Читать книгу «Беседы о литературе: Восток» онлайн полностью📖 — Георгия Чистякова — MyBook.
image

Мигель де Унамуно: «Святой Мануэль Добрый, мученик»
8 июля 1998 года[5]

Мне бы хотелось сегодня поговорить с вами о тех проблемах, которые ставил в своем творчестве Мигель де Унамуно, один из самых заметных испанских писателей XX века. Вообще, испанская литература нашего столетия дала миру очень много. Это творчество и Валье-Инклана, и Антонио Мачадо, и Лорки, и Хименеса, и многих других поэтов, мыслителей, философов. Среди них Мигель де Унамуно занимает далеко не последнее место.

Ученый, профессор классической филологии, специалист в области греческой и римской литературы, затем ректор Саламанкского университета, романист, поэт и философ, Унамуно был в предвоенное время, если хотите, совестью Испании.
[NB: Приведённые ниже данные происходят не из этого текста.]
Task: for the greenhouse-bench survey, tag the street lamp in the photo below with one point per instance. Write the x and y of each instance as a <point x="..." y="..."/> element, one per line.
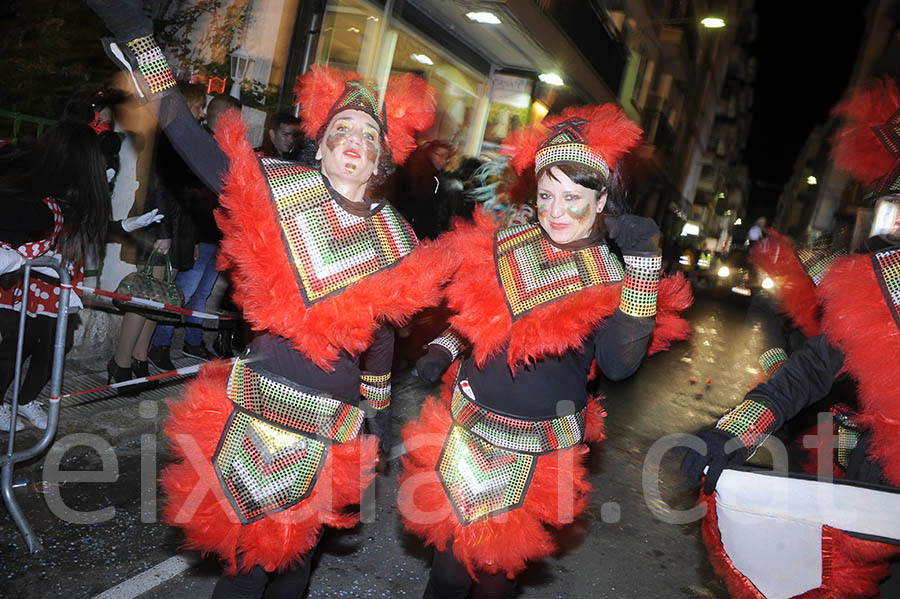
<point x="240" y="62"/>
Очень многие испанцы ждали именно того, чтó скажет не кто-то другой, а Мигель де Унамуно: ученый, поэт, романист.

Сегодня мне бы хотелось взять за основу для нашей передачи небольшую повесть Унамуно, которая называется «Святой Мануэль Добрый, мученик». Эта повесть появилась в 1931 году. Ее главный герой, дон Мануэль Добрый – это деревенский священник, который, как оказалось, не верил в бессмертие души. Подвижник, труженик и аскет, человек, полный любви и сострадания к каждому, он всего себя отдал своим прихожанам. После смерти он почитается как святой, на его могилу стекаются паломники. Епископ решает собирать материалы для жития. И при этом несколько людей, которые отца Мануэля окружали при жизни, знают, что сам он не верил в то, чтó проповедовал, – как им кажется – не верил в бессмертие души. Именно об этом говорит одна из его прихожанок, от лица которой ведется повествование.

«В деревне, – говорит она, рассказывая об умершем священнике, – все ходили к мессе хотя бы только затем, чтобы поглядеть на него и послушать его голос: у алтаря он словно преображался, лицо его пылало. Было одно благочестивое упражнение, которое он ввел в общественный культ, и состояло оно в том, что в храме собиралась вся деревня, мужчины и женщины, старики и дети, и все мы читали в один голос и единым дыханием “Верую”: “Верую во единого Бога Отца Всемогущего, Творца неба и земли” – и всё, что следует дальше. И не хор то был, а единый голос, простой и слитный голос, вобравший все наши и возносившийся подобно горе; а вершиною горы, порой уходившей в самые облака, был голос дона Мануэля. И когда доходили мы до слов: “Верую в воскресение плоти и жизнь вечную”, голос дона Мануэля тонул в голосе всей деревни, словно в озере, и происходило это оттого, что он молчал». Священник, главный герой повести Мигеля де Унамуно, молчал, когда вся деревня исповедовала свою веру в воскресение мертвых, потому что он считал, что сам в жизнь вечную не верит.

Похоже, что аналогичным сомнениям не был чужд и сам Мигель де Унамуно. В предисловии к своему роману «Туман», говоря о самом себе в третьем лице, как бы от имени своего героя, Унамуно замечает: «Его терзает навязчивая, почти маниакальная идея: а если его душа, равно как души всех прочих людей и даже тварей на земле, не наделена бессмертием, причем бессмертием в том смысле, как понимали его простодушные католики Средних веков? Тогда пропади всё пропадом и не стоит надрываться. Отсюда же и отвращение к жизни у Леопарди после того, как его постигло крушение самой заветной иллюзии: его надежды на вечную жизнь».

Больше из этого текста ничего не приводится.